虽然上述解释有其道理,但我们有不同观点:

 

首先,迟延履行期间的加倍债务利息是法定的,其产生的基础是债务人不履行生效法律文书确定的金钱给付义务。迟延履行期间的加倍债务利息是一种无需当事人申请的利息计算,作为法院主动实施的一种执行措施,具有惩戒和赔偿的性质,其目的在于督促被执行人及时履行义务,而不是弥补优先受偿权人的损失。

 

其次,我国法律确立的债的抵充顺序,已侧重于保护债权人的利益,在价值上有所偏移。

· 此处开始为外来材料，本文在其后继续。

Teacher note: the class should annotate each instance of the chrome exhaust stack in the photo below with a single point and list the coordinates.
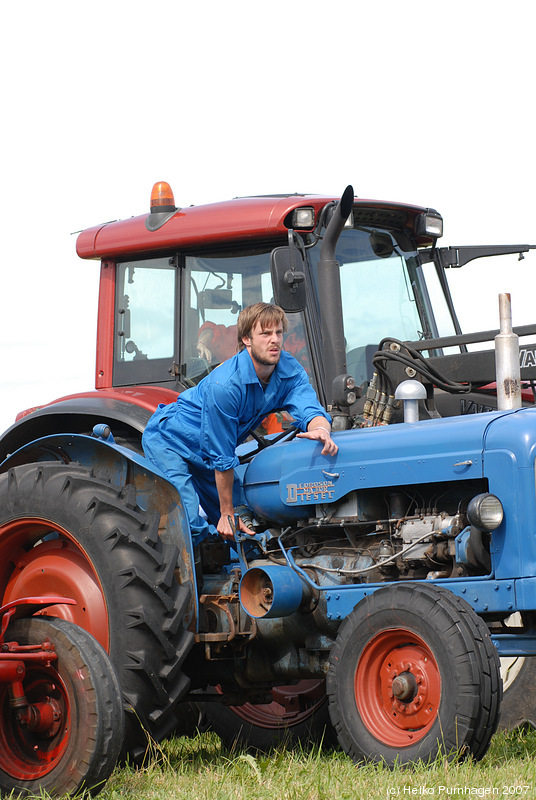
(507, 359)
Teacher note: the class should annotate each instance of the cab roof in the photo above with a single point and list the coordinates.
(252, 219)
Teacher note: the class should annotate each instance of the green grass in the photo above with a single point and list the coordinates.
(202, 769)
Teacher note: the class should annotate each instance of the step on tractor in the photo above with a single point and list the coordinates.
(378, 590)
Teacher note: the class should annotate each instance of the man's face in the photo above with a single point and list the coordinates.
(264, 344)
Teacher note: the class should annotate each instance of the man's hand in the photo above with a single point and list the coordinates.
(225, 529)
(204, 352)
(318, 430)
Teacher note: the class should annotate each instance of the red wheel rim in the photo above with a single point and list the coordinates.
(291, 706)
(397, 688)
(35, 565)
(26, 755)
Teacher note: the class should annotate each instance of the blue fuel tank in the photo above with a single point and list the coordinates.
(283, 483)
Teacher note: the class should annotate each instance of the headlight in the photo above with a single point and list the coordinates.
(485, 512)
(303, 218)
(429, 224)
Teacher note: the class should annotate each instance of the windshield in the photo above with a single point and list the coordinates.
(384, 293)
(216, 288)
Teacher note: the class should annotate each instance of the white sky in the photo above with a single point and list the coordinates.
(429, 103)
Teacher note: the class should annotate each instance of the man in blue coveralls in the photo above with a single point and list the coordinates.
(193, 440)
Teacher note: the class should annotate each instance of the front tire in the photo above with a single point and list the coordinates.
(79, 695)
(413, 673)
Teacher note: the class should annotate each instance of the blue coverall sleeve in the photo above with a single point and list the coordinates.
(219, 427)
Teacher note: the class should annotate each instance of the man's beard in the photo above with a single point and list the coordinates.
(261, 360)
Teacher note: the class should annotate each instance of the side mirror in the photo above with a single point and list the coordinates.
(288, 278)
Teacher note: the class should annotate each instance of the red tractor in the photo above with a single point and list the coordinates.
(82, 515)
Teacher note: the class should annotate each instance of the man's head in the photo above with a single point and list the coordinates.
(265, 315)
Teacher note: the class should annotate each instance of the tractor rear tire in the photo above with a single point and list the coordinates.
(413, 674)
(79, 697)
(64, 531)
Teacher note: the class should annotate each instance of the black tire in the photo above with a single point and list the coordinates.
(79, 749)
(413, 674)
(63, 531)
(298, 715)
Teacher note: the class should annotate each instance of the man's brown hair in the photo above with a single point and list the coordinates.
(266, 314)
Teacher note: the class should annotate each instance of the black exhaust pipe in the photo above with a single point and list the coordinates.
(329, 291)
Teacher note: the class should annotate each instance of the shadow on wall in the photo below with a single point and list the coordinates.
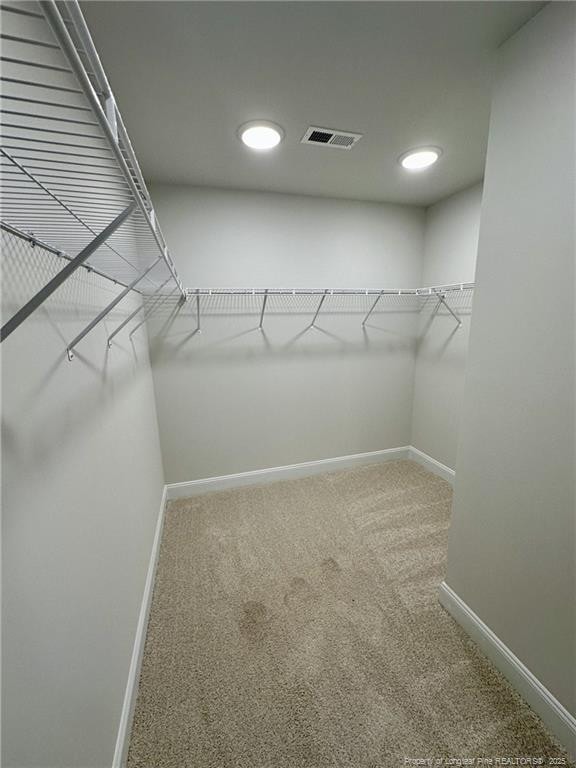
(35, 367)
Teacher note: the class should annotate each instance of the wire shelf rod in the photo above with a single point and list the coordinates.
(63, 37)
(34, 241)
(35, 84)
(108, 308)
(45, 292)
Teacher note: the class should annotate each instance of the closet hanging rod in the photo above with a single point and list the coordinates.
(34, 241)
(427, 291)
(108, 117)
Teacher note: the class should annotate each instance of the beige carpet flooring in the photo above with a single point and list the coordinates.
(296, 625)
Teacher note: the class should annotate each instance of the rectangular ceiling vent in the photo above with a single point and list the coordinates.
(329, 137)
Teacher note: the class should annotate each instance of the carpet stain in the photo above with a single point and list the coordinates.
(299, 591)
(255, 621)
(266, 649)
(330, 566)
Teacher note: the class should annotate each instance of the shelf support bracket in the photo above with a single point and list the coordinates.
(442, 300)
(132, 315)
(107, 309)
(37, 300)
(372, 308)
(265, 300)
(198, 329)
(153, 309)
(312, 324)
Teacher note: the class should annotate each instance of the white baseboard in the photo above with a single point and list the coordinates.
(290, 472)
(555, 716)
(432, 465)
(123, 737)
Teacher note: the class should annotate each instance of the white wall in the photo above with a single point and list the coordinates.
(82, 482)
(232, 399)
(512, 542)
(451, 245)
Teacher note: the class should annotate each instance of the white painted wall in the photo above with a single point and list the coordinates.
(512, 542)
(451, 246)
(232, 399)
(82, 482)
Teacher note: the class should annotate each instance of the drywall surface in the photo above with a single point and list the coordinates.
(511, 551)
(82, 483)
(451, 245)
(233, 398)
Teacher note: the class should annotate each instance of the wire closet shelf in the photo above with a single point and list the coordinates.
(70, 180)
(71, 183)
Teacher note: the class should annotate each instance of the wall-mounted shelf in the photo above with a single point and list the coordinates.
(70, 179)
(311, 302)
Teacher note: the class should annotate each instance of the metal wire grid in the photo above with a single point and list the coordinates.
(220, 302)
(60, 178)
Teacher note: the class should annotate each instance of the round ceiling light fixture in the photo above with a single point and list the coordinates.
(261, 135)
(419, 159)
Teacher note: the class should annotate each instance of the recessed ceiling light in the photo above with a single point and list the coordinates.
(418, 159)
(261, 134)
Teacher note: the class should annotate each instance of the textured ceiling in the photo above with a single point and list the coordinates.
(187, 74)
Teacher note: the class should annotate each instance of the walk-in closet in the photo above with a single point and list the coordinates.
(287, 406)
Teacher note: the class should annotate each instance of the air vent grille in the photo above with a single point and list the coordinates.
(330, 137)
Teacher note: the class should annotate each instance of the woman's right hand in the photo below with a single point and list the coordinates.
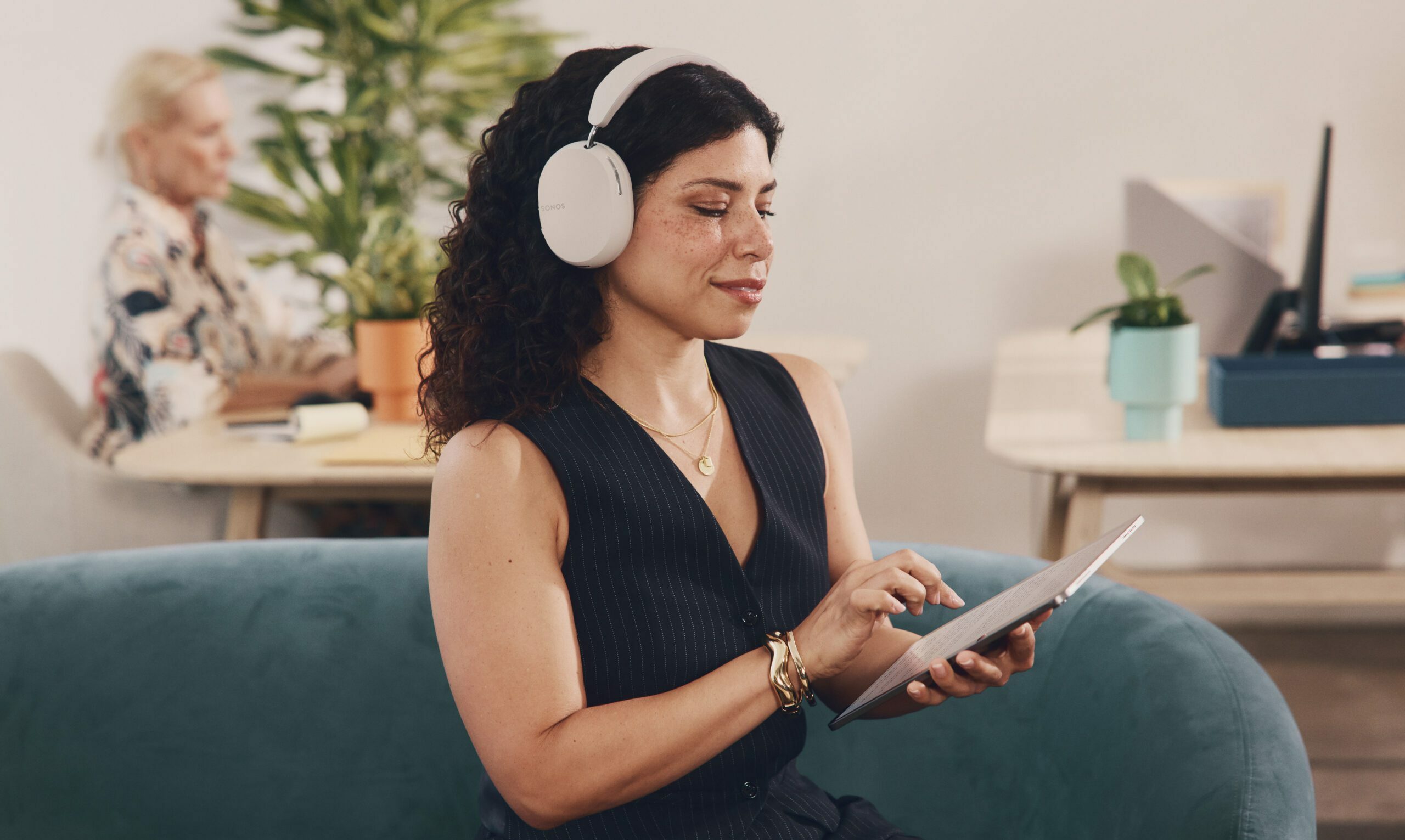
(844, 621)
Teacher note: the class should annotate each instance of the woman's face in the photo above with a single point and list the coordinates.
(703, 222)
(187, 158)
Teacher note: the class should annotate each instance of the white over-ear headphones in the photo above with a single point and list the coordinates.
(585, 197)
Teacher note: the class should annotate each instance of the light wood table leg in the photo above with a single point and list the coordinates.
(248, 508)
(1055, 517)
(1085, 515)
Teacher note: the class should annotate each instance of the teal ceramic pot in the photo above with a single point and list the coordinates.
(1154, 370)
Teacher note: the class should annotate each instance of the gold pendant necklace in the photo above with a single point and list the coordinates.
(704, 461)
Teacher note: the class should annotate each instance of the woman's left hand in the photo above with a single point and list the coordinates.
(1015, 653)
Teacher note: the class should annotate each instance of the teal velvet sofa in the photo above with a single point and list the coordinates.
(294, 689)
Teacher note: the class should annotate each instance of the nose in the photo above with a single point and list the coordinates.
(754, 236)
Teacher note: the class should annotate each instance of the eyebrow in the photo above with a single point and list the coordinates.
(727, 184)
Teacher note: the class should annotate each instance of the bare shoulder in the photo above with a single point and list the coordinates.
(492, 472)
(817, 388)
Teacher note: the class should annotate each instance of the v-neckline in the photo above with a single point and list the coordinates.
(742, 450)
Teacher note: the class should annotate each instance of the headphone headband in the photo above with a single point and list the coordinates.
(585, 194)
(617, 86)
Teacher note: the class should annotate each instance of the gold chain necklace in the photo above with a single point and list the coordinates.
(703, 460)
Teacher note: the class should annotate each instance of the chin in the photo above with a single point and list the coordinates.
(729, 328)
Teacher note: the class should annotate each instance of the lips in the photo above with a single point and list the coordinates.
(752, 284)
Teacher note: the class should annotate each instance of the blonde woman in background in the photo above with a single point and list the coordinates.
(182, 329)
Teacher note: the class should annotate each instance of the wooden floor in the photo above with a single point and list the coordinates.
(1346, 689)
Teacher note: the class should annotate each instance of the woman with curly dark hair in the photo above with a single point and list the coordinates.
(645, 550)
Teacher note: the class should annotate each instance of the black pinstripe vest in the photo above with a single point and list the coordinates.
(659, 596)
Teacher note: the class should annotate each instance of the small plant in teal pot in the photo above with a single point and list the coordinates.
(1154, 350)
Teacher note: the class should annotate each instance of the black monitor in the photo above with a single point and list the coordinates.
(1271, 334)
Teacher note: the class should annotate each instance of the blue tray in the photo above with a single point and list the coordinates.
(1300, 390)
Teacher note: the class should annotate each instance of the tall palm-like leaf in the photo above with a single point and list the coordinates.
(418, 75)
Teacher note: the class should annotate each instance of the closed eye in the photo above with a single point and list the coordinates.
(714, 214)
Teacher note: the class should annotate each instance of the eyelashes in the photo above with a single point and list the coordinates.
(713, 214)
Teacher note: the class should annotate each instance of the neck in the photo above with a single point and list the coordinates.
(650, 370)
(184, 206)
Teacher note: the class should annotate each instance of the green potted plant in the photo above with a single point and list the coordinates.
(1153, 352)
(415, 82)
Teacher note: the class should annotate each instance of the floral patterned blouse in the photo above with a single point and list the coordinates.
(176, 321)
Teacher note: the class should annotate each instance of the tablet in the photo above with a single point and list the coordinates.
(985, 624)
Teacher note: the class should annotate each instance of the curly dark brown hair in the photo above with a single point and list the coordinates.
(510, 322)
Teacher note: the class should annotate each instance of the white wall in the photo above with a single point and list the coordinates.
(950, 172)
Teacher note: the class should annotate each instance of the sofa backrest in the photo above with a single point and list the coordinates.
(294, 687)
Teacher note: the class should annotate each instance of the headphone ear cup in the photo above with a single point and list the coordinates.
(585, 201)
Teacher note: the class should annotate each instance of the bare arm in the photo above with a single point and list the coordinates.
(847, 540)
(506, 634)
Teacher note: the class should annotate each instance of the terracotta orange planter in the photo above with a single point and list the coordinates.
(385, 353)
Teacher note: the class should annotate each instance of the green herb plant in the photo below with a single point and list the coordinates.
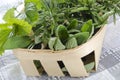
(55, 24)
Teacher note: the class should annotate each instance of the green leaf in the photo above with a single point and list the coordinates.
(17, 42)
(21, 27)
(5, 30)
(52, 43)
(82, 37)
(9, 14)
(87, 27)
(36, 2)
(37, 39)
(79, 9)
(31, 13)
(71, 43)
(89, 66)
(60, 1)
(73, 24)
(58, 45)
(62, 33)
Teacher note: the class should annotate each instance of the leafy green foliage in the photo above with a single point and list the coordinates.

优先受偿范围适用的是以约定为前提,法定为补充的原则,加倍债务利息并未存在于法定担保范围内,若在抵押合同中未明确约定其可优先受偿,则无理由在执行中予以优先。

 

最后,《执行程序中计算债务利息的解释》第四条规定了先本后息的清偿顺序,即不足以偿付全部债务的,先清偿生效法律文书确定的金钱债务,再清偿加倍部分的债务利息。该条款的设计主要适用于债务的分次履行,但参与分配案件执行过程中,因存在前后顺位债权人,参照该条款执行更能体现公平原则。

 

综上,迟延履行期间的加倍债务利息不应当在抵押担保债权所确定的优先受偿的范围内。

 

(三)争议解决的思考

 

围绕本案争议,其焦点最终落在优先受偿范围的价值判断上。分歧的产生,一方面是不同利益方为维护己方利益作出有利于自身的价值判断,另一方面亦归因于法律、法规的滞后、登记实践的不完善等原因。就现存争议的解决,我们提出两点思考:

 

第一,将合同约定的抵押范围在权利证书的附记中予以登记。

 

登记仍然是目前最主要的公示机制。不动产登记公示的本意,即是为了将前顺位抵押权人的信息以最直接、清晰的方式向第三人明示,担保范围虽在抵押合同中有约定,但这种约定如未体现在登记公示中,亦不符合不动产登记的精确性原则,从而使得权利证书丧失其公信力。然而,登记完善的过程并不是一蹴而就的,就现阶段的案件审理中,亦应结合时代的背景和案件的实际情况,如合同订立当时的政策规定、权利证书形式内容上的可操作性、当事人之间就抵押财产的真实意思内容,综合确定优先受偿的范围,使各方利益获得平衡。

 

第二,做好加倍部分债务利息的释法和统一。

 

《最高人民法院关于在民事判决书中增加向当事人告知<民事诉讼法>第二百二十九条规定内容的通知》已明确在具有金钱给付内容的民事判决书中增加向当事人告知《民事诉讼法》第二百二十九条(民诉法修改后为第二百五十三条)规定的内容。[⑧]该条款虽起到了释明的作用,但执行过程中遇到的问题复杂多样,解决的方案可能互相排斥、矛盾。迟延履行期间利息的内容设计较为复杂,计算方式根据不同情形亦有不同。导致执行法院在作出执行分配方案时,未能就相关费用是否可列入优先受偿范围加以区分。我们认为,加倍部分债务利息的制度设置,是通过对被执行人迟延履行的行为施以经济制裁,提高了法院强制执行的威慑力。但应当注意的是,在其发挥惩罚性效能的基础上,应确立统一的计算标准,适法统一、正当,兼顾各方利益,彰显法律的公平正义。

 

从当前执行改革措施所暴露出来的问题可以看出,虽然有《民事诉讼法》的修补和最高人民法院的司法解释查漏补缺,但终归缺乏系统的顶层设计,这就需要我们加大研究的力度,借鉴其他国家和地区的先进经验,并结合我国的国情,制定出切实可行法律,以规范当前大力推进的执行改革,并在全社会形成守法、诚信风气,推进从源头上解决执行难的问题。

 

来源:《判案研究》2018年第3期

主审法官:陆剑平;案例撰写人:陆剑平、丁娴静

 

[①] 《最高人民法院关于适用<中华人民共和国民事诉讼法>的解释》第五百零八条规定,被执行人为公民或者其他组织,在执行程序开始后,被执行人的其他已经取得执行依据的债权人发现被执行的财产不能清偿所有债权的,可以向人民法院申请参与分配。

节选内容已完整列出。